New York, NY 10036-6797

+1 212 698 3500 Main

+1 212 698 3599 Fax

www.dechert.com

 

June 16, 2021

FS KKR Capital Corp.

201 Rouse Boulevard

Philadelphia, Pennsylvania 19112

FS KKR Capital Corp. II

201 Rouse Boulevard

Philadelphia, Pennsylvania 19112

Ladies and Gentlemen:

You have requested our opinion regarding certain federal income tax consequences to FS KKR Capital Corp., a business development company organized as a Maryland corporation (the “Acquiring Fund”), to FS KKR Capital Corp. II, a business development company organized as a Maryland corporation (the “Acquired Fund”) and to Rocky Merger Sub, Inc., a Maryland corporation and wholly-owned direct subsidiary of the Acquiring Fund (the “Merger Sub”), in connection with the merger of the Merger Sub with and into the Acquired Fund, with the Acquired Fund being the surviving entity, followed by the merger of the Acquired Fund with and into the Acquiring Fund, and holders of shares of common stock of the Acquired Fund (the “Acquired Fund Shares”) receiving, in cancellation of their Acquired Fund Shares, shares of common stock of the Acquiring Fund plus cash in lieu of fractional shares of the Acquiring Fund at the election of the Acquiring Fund (collectively, the “Reorganization”), pursuant to the Agreement and Plan of Merger, dated November 23, 2020, between the Acquiring Fund, the Acquired Fund, the Merger Sub and FS/KKR Advisor, LLC, the investment advisor to the Acquiring Fund and the Acquired Fund (the “Plan”), specifically regarding whether the Reorganization will be treated for U.S. federal income tax purposes as a reorganization qualifying under section 368(a) of the Internal Revenue Code of 1986, as amended (the “Code”). Unless otherwise defined, capitalized terms used in this opinion have the meanings assigned to them in the Plan.

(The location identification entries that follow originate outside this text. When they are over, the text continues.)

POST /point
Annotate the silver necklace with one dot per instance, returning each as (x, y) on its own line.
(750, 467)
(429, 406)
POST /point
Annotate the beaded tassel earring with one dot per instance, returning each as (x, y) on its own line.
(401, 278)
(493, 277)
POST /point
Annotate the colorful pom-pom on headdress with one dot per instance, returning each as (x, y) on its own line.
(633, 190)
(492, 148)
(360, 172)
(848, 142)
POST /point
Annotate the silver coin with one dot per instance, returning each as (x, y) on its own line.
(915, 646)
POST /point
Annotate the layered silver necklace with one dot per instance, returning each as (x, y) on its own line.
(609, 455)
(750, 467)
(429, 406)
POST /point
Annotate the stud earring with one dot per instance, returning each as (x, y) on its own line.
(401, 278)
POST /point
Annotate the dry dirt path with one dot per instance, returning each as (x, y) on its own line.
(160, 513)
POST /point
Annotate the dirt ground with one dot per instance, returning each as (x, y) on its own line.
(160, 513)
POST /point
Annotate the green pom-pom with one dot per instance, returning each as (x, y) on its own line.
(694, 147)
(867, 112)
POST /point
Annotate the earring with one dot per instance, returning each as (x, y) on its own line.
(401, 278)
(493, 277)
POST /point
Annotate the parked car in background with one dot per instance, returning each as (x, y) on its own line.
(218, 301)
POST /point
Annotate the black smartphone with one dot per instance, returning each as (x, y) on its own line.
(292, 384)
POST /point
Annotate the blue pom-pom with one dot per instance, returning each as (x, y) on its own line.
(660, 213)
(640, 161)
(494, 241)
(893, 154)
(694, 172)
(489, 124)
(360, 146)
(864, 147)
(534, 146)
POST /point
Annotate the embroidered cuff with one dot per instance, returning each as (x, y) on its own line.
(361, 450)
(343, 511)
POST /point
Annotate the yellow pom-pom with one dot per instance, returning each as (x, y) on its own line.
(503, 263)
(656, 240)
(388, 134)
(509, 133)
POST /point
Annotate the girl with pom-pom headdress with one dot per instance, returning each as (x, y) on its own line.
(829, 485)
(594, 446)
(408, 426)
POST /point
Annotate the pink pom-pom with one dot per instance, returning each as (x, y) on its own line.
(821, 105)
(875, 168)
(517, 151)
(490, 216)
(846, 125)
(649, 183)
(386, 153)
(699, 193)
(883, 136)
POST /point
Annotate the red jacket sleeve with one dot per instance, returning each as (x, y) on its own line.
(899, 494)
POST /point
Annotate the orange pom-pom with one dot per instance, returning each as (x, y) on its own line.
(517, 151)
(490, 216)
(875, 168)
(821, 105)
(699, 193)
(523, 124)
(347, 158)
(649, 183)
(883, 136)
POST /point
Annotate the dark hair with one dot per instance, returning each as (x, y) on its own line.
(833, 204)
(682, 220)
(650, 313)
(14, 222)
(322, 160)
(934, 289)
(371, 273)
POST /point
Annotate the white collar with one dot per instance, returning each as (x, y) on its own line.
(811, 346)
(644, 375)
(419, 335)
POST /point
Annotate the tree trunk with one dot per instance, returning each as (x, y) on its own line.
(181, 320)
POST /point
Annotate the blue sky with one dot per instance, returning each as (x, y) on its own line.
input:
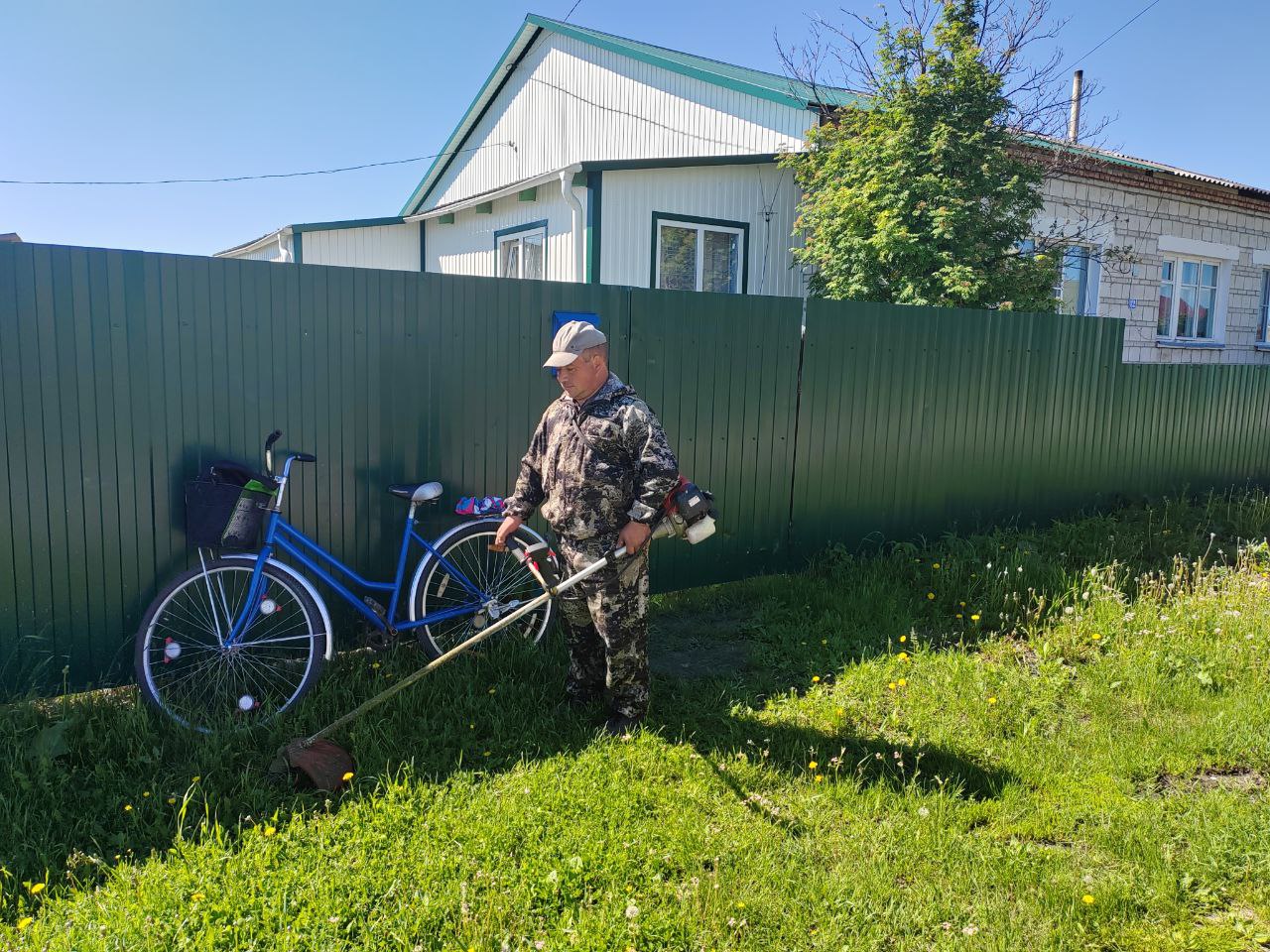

For purposes of this opinion, we have examined and relied upon (1) the Plan, (2) the joint proxy statement/prospectus in definitive form referenced in the Plan (the “Joint Proxy Statement/Prospectus”) and the registration statement on Form N-14 referenced in the Plan (the “Registration Statement”), (3) the facts and representations contained in the letter dated on or about the date hereof addressed to us from the Acquiring Fund, (4) the facts and representations contained in the letter dated on or about the date hereof addressed to us from the Acquired Fund, and (5) such other documents and instruments as we have deemed necessary or appropriate for purposes of rendering this opinion. This opinion is based on the assumption that the Reorganization will be consummated in accordance with the Plan, the Registration Statement (including the Joint Proxy Statement/Prospectus) and such other documents, certificates and records. This opinion is based upon the Code, Treasury Regulations, judicial decisions, and administrative rulings and pronouncements of the Internal Revenue Service, all as in effect on the date hereof.


LOGO   

FS KKR Capital Corp. – FS KKR Capital Corp. II

June 16, 2021

 

Based upon and subject to the foregoing, we are of the opinion that, for United States federal income tax purposes, the Reorganization will constitute a “reorganization” within the meaning of Section 368(a) of the Code.

This opinion is expressly only as of the date hereof. Except as set forth above, we express no other opinion.